- Other names: Myoclonic-astatic epilepsy, myoclonic atonic epilepsy, Doose syndrome, epilepsy with myoclonic-atonic seizures, myoclonic-astatic epilepsy in early childhood

= Myoclonic astatic epilepsy =

Myoclonic astatic epilepsy (MAE), also known as myoclonic atonic epilepsy or Doose syndrome, and renamed "Epilepsy with myoclonic-atonic seizures" in the ILAE 2017 classification, is a generalized idiopathic epilepsy. It is characterized by the development of myoclonic seizures and/or myoclonic astatic seizures. Some of the common monogenic causes include mutations in the genes SLC6A1 (3p25.3), CHD2 (15q26.1) and AP2M1 (10q23.2).

==Signs and symptoms==
- Tonic-clonic seizures: seizures with repetitive sequences of stiffening and jerking of the extremities.
- Myoclonic seizures: seizures with rapid, brief contractions of muscles.
- Atonic seizures: seizures with a sudden loss of muscle tone, often resulting in sudden collapse. These are also called drop seizures or astatic seizures.
- Absence seizures: a generalized seizure characterized by staring off and occasionally some orofacial automatisms.
- Myoclonic astatic seizures: seizures that involve a myoclonic seizure followed immediately by an atonic seizure. This type of seizure is exclusive to MAE and is one of the defining characteristics of this syndrome.
- Tonic seizures: muscle stiffening or rigidity. This seizure is rare in this syndrome.

===Onset===
The onset of seizures is between the ages of 2 and 5 years of age. EEG shows regular and irregular bilaterally synchronous 2- to 3-Hz spike-waves and polyspike patterns with a 4- to 7-Hz background. 84% of affected children show normal development prior to seizures; the remainder show moderate psychomotor retardation mainly affecting speech. Boys (74%) are more often affected than girls (Doose and Baier 1987a).

==Treatments==
The treatment for seizures may include antiepileptic medications, diet and vagus nerve stimulator.

===Medication===
Any number of medications may be used to both prevent and treat seizures.

Generally after three medications are tried, different treatment should be considered. Some medications are harmful to those with this syndrome and can increase seizures.

===Diet===
The ketogenic diet mimics some of the effects of starvation, in which the body first uses up glucose and glycogen before burning stored body fat. In the absence of glucose, the body produces ketones, a chemical by-product of fat metabolism that has been known to inhibit seizures.

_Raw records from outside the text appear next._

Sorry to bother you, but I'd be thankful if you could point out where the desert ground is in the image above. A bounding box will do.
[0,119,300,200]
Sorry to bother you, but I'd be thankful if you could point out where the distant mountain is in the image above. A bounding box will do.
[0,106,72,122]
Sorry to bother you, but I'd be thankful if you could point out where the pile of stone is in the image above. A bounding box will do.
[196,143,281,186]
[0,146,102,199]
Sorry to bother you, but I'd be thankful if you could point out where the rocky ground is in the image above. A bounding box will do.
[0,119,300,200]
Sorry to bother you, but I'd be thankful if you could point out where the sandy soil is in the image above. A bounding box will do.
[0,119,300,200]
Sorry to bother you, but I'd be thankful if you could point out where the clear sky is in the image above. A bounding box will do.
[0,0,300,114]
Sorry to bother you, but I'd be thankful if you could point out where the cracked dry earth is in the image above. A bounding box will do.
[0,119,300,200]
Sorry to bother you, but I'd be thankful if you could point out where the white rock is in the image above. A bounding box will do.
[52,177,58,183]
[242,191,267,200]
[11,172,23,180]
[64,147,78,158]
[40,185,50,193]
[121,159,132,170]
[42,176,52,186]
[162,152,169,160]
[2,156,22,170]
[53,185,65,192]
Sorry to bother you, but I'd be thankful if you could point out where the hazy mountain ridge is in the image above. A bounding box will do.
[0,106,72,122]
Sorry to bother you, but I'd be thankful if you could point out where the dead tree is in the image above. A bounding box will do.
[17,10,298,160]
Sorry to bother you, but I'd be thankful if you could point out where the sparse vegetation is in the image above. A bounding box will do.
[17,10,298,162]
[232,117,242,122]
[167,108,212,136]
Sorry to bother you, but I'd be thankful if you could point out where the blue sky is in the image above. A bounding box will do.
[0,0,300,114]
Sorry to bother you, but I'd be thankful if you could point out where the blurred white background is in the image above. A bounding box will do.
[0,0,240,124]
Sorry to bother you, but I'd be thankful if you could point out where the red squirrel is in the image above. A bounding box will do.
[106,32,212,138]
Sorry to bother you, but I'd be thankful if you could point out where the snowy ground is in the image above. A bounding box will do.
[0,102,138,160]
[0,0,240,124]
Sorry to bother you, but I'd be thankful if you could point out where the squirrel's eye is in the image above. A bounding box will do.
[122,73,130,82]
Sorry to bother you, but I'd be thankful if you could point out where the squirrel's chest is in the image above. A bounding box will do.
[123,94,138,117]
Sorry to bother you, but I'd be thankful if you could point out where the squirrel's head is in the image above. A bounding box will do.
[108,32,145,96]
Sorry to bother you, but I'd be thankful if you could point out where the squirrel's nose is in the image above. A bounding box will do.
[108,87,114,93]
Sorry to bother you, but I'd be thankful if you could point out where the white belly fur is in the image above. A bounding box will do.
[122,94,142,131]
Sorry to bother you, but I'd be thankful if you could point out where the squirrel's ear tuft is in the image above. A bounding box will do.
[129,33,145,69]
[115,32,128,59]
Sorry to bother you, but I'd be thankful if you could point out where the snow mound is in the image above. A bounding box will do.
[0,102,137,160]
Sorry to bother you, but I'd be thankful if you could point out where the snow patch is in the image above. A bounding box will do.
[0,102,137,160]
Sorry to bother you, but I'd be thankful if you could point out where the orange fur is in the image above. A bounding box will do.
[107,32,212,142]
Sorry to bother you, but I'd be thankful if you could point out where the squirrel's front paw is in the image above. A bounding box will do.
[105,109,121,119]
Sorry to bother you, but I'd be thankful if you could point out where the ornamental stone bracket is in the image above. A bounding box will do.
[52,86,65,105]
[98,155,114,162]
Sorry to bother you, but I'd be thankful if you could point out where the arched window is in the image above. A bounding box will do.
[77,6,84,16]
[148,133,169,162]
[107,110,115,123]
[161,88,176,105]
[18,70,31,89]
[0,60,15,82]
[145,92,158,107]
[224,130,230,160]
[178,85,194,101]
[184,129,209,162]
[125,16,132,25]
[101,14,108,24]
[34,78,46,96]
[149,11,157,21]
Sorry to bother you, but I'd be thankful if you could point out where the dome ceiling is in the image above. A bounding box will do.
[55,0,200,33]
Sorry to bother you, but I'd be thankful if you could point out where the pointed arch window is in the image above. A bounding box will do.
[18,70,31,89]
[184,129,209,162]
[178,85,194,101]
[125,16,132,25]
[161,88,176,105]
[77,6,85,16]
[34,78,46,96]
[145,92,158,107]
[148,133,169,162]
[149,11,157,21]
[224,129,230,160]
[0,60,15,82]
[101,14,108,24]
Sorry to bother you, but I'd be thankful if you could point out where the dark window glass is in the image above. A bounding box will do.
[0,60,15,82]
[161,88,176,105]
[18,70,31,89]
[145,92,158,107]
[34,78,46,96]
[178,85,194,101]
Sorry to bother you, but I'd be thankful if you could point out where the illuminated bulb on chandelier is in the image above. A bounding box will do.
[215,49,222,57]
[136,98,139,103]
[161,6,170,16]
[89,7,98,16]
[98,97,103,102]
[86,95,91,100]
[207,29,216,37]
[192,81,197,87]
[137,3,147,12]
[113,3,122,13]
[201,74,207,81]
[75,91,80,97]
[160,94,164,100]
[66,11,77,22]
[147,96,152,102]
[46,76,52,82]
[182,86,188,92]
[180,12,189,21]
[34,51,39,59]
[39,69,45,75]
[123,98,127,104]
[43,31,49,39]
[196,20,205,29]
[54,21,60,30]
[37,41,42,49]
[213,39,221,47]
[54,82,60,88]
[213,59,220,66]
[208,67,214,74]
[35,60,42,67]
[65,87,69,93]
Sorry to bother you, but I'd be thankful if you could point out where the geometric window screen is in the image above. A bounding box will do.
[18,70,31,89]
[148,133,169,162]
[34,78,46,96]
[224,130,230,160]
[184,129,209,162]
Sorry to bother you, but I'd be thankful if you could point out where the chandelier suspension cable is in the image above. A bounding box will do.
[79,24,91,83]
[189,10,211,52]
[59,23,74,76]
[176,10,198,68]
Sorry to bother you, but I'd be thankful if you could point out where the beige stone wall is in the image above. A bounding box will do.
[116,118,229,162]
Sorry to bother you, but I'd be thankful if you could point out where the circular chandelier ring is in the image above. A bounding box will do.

A modified version of a popular low-carbohydrate, high-fat diet which is less restrictive than the ketogenic diet.

The low glycemic index treatment (LGIT) is a new dietary therapy currently being studied to treat epilepsy. LGIT attempts to reproduce the positive effects of the ketogenic diet. The treatment allows a more generous intake of carbohydrates than the ketogenic diet, but is restricted to foods that have a low glycemic index, meaning foods that have a relatively low impact on blood-glucose levels. These foods include meats, cheeses, and most vegetables because these foods have a relatively low glycemic index. Foods do not have to be weighed, but instead careful attention must be paid to portion size and balancing the intake of carbohydrates throughout the day with adequate amounts of fats and proteins.

==Prognosis==
Epilepsy with myoclonic-astatic seizures has a variable course and outcome. Spontaneous remission with normal development has been observed in a few untreated cases. Complete seizure control can be achieved in about half of the cases with antiepileptic drug treatment (Doose and Baier 1987b; Dulac et al. 1990). In the remainder of cases, the level of intelligence deteriorates and the children become severely intellectually disabled. Other neurologic abnormalities such as ataxia, poor motor function, dysarthria, and poor language development may emerge (Doose 1992b). However, this proportion may not be representative because in this series the data were collected in an institution for children with severe epilepsy.

The outcome is unfavorable if generalized tonic-clonic, tonic, or clonic seizures appear at the onset or occur frequently during the course. Generalized tonic-clonic seizures usually occur during the daytime in this disorder, at least in the early stages. Nocturnal generalized tonic-clonic seizures, which may develop later, are another unfavorable sign. If tonic seizures appear, prognosis is poor.

Status epilepticus with myoclonic, astatic, myoclonic-astatic, or absence seizures is another ominous sign, especially when prolonged or appearing early.

Failure to suppress the EEG abnormalities (4- to 7-Hz rhythms and spike-wave discharges) during therapy and absence of occipital alpha-rhythm with therapy also suggest a poor prognosis (Doose 1992a).

==History==
Myoclonic-astatic epilepsy was first described and identified in 1970 by Hermann Doose as an epilepsy syndrome, hence its original label, Doose syndrome. 1989, it was classified as a symptomatic generalized epilepsy by the International League Against Epilepsy (ILAE).